A product made by Fishiding in Wonder Lake, Ill., looked like a solution to the biosecurity problem. Fishiding uses scrap vinyl to make artificial structure. A concrete core weights the piece, and vinyl strips attached to the base can be bent and angled to simulate weed growth that would be found in a natural aquatic environment. The structures can be removed for cleaning and sterilization.
Fajfer liked the Fishiding idea, but there was no money in his budget to make the purchase.
A short time later, he was contacted by the Winnebagoland Musky Club to see if the hatchery had any projects with which it could help. The timing was perfect, and the club agreed to fund the project, but it only had half the money needed to buy the vinyl.
Club member Jerry Loop said his group contacted the Hugh C. Becker Foundation in Minnetonka, Minn., for help. George Selcke, of the foundation, said Becker was one of the original members of Muskies, Inc., and he did some pioneering work on tagging muskies for research. Becker passed away in 2007, and one of the things his foundation does is help fund projects that improve muskie fishing.
The foundation approved a matching grant of $3,000 for the project. Fishiding agreed to provide the structure at cost to aid in the study. On Aug. 6, five people from Fishiding delivered the structure to Wild Rose.
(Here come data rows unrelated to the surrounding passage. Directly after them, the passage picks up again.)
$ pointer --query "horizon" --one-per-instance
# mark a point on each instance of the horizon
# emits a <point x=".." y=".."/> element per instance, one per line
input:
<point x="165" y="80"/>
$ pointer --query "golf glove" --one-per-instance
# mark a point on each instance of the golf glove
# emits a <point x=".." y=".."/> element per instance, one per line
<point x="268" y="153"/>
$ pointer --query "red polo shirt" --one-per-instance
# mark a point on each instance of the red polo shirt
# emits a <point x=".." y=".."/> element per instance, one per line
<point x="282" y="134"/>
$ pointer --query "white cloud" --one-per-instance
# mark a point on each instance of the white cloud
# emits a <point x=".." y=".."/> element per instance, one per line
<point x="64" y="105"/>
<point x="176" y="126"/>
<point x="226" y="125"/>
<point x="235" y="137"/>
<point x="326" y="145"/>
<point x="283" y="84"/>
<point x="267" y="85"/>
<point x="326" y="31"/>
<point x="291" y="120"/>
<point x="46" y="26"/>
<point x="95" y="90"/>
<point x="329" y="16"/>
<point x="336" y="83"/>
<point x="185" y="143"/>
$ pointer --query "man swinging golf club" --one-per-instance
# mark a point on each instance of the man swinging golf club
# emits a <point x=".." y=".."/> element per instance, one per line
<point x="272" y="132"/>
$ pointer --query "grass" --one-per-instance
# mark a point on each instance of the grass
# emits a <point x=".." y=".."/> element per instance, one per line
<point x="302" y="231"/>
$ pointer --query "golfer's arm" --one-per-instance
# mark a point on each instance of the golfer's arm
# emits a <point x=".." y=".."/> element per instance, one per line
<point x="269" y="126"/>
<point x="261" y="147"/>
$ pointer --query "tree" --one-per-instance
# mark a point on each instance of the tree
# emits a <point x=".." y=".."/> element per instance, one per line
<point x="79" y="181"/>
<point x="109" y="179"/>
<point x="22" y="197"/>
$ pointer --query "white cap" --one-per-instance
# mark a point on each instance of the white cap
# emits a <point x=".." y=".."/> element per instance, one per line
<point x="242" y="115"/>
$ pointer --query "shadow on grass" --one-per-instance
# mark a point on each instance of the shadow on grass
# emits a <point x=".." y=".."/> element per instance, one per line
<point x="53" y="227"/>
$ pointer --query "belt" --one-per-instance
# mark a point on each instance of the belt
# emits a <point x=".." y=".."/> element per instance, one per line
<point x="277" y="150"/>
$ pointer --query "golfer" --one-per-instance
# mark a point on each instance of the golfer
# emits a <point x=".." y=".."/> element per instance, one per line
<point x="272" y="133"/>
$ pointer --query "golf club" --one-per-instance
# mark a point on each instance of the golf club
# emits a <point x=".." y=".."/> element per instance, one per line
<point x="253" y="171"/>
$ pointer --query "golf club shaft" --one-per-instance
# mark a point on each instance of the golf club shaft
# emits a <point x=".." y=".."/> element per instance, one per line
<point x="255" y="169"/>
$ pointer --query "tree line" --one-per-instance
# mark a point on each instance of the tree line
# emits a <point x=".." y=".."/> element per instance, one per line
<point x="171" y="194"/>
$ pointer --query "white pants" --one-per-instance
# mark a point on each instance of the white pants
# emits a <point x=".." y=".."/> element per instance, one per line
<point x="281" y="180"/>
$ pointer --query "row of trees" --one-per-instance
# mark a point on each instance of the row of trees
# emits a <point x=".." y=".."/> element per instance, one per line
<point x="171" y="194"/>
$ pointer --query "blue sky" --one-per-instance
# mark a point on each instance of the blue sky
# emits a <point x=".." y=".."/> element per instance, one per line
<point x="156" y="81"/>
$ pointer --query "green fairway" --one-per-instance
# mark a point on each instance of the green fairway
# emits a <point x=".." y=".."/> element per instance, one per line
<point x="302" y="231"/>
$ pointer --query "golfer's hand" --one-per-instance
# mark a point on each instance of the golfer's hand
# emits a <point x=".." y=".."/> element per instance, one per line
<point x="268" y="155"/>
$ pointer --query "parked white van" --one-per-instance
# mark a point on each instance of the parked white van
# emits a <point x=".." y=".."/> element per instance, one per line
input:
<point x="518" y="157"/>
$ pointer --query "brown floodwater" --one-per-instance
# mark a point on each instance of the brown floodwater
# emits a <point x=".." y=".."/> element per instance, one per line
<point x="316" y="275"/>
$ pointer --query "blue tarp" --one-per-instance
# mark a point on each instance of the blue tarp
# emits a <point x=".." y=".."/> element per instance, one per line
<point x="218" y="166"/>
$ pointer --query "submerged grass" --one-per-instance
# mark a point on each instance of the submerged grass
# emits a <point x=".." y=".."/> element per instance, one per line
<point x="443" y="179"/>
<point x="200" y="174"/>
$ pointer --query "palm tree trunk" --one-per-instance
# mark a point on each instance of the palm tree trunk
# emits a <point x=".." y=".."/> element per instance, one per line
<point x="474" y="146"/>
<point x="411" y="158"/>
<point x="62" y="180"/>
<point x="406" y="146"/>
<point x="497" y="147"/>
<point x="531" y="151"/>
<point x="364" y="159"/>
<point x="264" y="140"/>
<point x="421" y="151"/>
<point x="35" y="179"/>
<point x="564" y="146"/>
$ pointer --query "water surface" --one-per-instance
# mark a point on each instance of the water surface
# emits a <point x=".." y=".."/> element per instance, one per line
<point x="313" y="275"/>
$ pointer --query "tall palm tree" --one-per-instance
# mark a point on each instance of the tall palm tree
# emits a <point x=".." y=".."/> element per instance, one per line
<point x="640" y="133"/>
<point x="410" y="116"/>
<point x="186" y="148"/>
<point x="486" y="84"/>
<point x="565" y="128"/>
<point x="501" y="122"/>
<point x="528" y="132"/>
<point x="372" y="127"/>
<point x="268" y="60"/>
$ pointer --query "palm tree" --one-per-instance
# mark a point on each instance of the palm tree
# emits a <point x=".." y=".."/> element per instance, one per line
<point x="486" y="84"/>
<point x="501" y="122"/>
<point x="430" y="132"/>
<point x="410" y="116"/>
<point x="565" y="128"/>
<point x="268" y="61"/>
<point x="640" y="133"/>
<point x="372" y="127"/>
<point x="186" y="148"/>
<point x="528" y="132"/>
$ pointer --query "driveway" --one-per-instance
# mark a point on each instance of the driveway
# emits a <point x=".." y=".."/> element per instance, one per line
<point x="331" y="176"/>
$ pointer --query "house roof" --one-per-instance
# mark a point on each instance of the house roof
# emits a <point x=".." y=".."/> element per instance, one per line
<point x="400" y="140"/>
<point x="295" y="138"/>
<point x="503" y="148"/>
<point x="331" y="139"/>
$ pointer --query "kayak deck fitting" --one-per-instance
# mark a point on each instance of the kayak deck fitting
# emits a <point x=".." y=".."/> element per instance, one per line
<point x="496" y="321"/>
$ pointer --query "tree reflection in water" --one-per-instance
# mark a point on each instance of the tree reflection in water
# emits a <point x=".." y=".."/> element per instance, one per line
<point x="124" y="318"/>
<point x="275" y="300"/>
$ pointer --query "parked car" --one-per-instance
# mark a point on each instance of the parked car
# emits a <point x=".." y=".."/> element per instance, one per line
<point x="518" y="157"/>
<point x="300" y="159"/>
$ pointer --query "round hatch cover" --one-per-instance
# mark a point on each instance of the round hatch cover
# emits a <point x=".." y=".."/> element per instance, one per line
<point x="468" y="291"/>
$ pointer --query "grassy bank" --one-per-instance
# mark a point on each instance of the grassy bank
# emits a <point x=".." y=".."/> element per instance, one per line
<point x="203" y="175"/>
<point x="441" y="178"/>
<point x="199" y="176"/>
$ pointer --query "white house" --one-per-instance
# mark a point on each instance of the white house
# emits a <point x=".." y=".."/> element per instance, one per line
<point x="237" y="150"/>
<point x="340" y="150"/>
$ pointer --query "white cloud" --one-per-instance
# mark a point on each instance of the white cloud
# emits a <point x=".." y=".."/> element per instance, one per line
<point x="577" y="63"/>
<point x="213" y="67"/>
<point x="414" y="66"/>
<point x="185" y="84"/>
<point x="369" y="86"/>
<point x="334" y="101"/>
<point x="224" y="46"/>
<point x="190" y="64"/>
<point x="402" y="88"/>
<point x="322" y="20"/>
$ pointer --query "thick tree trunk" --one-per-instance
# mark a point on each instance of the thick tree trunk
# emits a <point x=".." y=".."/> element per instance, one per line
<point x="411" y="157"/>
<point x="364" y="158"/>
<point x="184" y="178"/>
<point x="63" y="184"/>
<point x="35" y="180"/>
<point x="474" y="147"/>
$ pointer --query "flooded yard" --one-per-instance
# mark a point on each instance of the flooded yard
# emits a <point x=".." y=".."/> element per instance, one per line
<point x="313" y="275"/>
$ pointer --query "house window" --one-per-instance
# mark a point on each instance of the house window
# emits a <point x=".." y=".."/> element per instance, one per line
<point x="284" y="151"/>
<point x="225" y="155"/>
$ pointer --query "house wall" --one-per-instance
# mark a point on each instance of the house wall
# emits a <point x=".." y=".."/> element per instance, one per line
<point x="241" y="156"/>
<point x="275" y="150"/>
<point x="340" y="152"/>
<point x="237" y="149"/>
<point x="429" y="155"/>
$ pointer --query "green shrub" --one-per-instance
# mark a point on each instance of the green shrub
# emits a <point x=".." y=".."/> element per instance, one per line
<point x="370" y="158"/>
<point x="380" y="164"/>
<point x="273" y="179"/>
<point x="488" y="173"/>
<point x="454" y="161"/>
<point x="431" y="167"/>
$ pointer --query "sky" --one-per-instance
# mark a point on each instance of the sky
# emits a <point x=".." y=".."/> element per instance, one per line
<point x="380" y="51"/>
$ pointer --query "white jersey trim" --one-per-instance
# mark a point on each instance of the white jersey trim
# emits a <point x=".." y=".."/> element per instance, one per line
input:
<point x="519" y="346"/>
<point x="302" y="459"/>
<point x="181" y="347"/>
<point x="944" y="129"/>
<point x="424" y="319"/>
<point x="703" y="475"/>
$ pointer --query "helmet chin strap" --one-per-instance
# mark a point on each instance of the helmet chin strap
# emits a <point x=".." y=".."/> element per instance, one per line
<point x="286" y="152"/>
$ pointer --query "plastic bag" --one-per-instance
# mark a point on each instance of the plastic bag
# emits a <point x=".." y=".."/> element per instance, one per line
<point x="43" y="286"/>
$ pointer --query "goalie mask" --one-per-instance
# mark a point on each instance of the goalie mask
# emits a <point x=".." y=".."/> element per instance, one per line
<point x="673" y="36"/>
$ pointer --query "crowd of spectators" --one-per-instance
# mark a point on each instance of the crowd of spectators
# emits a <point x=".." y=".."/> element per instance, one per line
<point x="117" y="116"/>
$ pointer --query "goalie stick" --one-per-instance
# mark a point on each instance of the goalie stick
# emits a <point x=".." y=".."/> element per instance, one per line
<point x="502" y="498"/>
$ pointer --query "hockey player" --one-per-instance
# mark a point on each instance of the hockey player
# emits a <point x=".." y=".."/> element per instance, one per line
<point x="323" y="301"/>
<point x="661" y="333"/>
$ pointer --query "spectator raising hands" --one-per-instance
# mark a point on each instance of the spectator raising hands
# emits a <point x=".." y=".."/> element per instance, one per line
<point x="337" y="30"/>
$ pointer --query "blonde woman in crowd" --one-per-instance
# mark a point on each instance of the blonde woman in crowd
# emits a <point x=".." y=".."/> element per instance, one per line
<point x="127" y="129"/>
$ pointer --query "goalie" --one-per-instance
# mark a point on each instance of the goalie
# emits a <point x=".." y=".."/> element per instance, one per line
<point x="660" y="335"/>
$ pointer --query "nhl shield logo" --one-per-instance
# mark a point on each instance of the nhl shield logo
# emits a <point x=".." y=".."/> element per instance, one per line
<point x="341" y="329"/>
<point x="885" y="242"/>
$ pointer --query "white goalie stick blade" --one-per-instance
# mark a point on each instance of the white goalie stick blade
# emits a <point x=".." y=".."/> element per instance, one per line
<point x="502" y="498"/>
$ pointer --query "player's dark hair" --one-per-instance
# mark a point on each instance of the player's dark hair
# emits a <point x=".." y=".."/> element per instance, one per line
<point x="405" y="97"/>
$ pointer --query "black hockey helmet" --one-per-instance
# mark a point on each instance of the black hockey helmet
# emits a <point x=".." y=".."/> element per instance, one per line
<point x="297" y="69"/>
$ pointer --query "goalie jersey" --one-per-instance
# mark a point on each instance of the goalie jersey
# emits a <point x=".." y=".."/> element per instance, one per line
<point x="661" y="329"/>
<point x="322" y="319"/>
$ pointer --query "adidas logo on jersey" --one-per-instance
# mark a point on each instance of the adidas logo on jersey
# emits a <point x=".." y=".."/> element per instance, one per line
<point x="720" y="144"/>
Hatchery personnel and volunteers from Winnebagoland Musky Club helped the Fishiding crew form and place the structures in two rearing ponds. Two other ponds will serve as controls.
Great Lakes spotted muskies will be the first batch of fish used in the study. The fingerlings hatched at Michigan DNR’s Wolf Lake Fish Hatchery will be divided among the four ponds. In about a year, the muskies will be stocked in Anderson and Archibald lakes in Oconto County and Elkhart Lake in Sheboygan County to serve as future brood stock, to collect eggs to return Great Lakes spotted muskies in Wisconsin waters. Fajfer said the only population of Great Lakes spotted muskies in the state at this time is in Green Bay, where the presence of VHS prevents the DNR from using those fish for brood stock.
The muskies will be fitted with passive integrated transponders (PIT tags), which are individually numbered, so researchers can record their growth and survival.
“The fish will all be measured and counted before they go in the rearing ponds,” Fajfer said. “We will do everything the same (in all four ponds) as much as we can with minnows, flows, and temperatures and monitor them over the next 11 months they are in the hatchery.”
When they are harvested for stocking, hatchery personnel can see if the muskies from the ponds with structure are larger than those in the barren ponds. Long term, the PIT tags will show how the muskies grow and survive in the lakes. It will be four to five years before that information is known.
The lakes where the muskies will be stocked all have a 50-inch size limit to protect the fish.
“Those lakes were chosen for several reasons,” said Mike Donofrio, DNR fisheries team supervisor. “They already had muskie populations so we knew muskies would survive and do well there. They had a good forage base so there was plenty of food for the muskies.”
Other factors considered were the size of the lakes, good access points, and areas where the muskies could be netted for egg harvest in the future.